In recent years, deep learning-based image caption generation techniques have been attracting attention. The key feature is that it generates completely new sentences instead of reusing sentences from the dataset. Our lab is also actively working on caption generation using deep learning, leveraging our unique insights gained over the years. In 2015, we proposed "CoSMoS (Commons for Similarity and Model)", which enables the measurement of similarity by projecting the features of images and captions into the same space. This similarity can be used to generate image captions with high accuracy. We achieved the world's highest performance at the time by combining this with AlexNet, the baseline for deep learning-based image feature extraction model.

In addition, while traditional image caption generation methods could use global information, they often overlooked local information. To address this, we introduced "Spatial Pyramid VLAD Coding", which divides the image into several regions and integrates the information obtained from each region. This allows us to correctly describe content that depends on local information.

Traditional image caption generation methods could only describe facts and couldn't handle subjective impressions (i.e., sentiment). In response to this, we succeeded in generating captions that include sentiment by training not only a network that handles objects but also a network that handles sentiment.

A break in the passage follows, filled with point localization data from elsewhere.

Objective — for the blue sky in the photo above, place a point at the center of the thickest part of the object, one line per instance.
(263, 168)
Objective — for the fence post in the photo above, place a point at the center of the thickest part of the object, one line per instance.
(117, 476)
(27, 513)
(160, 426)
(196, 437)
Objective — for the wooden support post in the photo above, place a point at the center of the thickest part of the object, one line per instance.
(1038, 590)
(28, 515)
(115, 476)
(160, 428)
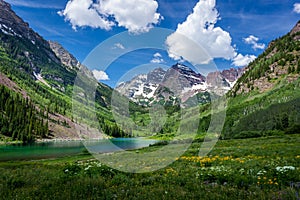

Furthermore, we are working on generating a "story" that includes multiple sentences and subjective emotional changes. In this research, we can generate a story with emotional changes about an image by specifying the subjective emotional change in the story as an "Emotion Arc". Technology to generate a story from an image is expected to attract attention in the future from the perspective of AI's creativity and support for creators.

Image caption with sentiment [Andrew+, BMVC 2016]

Story generation about an image [Uehara+, WWW workshop 2022]

Large-Scale Vision & Language Models

Since the release of GPT-3, research into Large Language Models (LLMs), which have massive trainable parameters, has become very popular, especially in the field of text generation. This trend of scaling up models has also been applied in the study of Vision & Language, leading to the proposal of large-scale models like BLIP-2 and LLaVA, which have billions of parameters. Our lab is also working on training large-scale Vision & Language models. In our recent research, we focused on the existing large-scale Vision & Language models' lack of ability to explain their reasoning process and to engage in interactive dialogues with users. Therefore, we proposed a method called "Chain-of-Reasoning (CoR)" that explains the reasoning process and generates questions when there is uncertainty in the inference. Moreover, training such large models requires the use of high-performance computing with multi-node distributed learning technology. In this research, we used four DGX A100s (80GB) for multi-node distributed learning, allowing for fast and large-scale training.

Future Directions

The accuracy of image recognition is continually improving, and so is the performance of natural language generation models. Image caption generation, for example, is a task that involves two modalities: images and language. This type of research, which targets multiple modalities, is called "multimodal learning." Our lab is advancing research in multimodal learning that includes not only images and language but also sound, video, etc.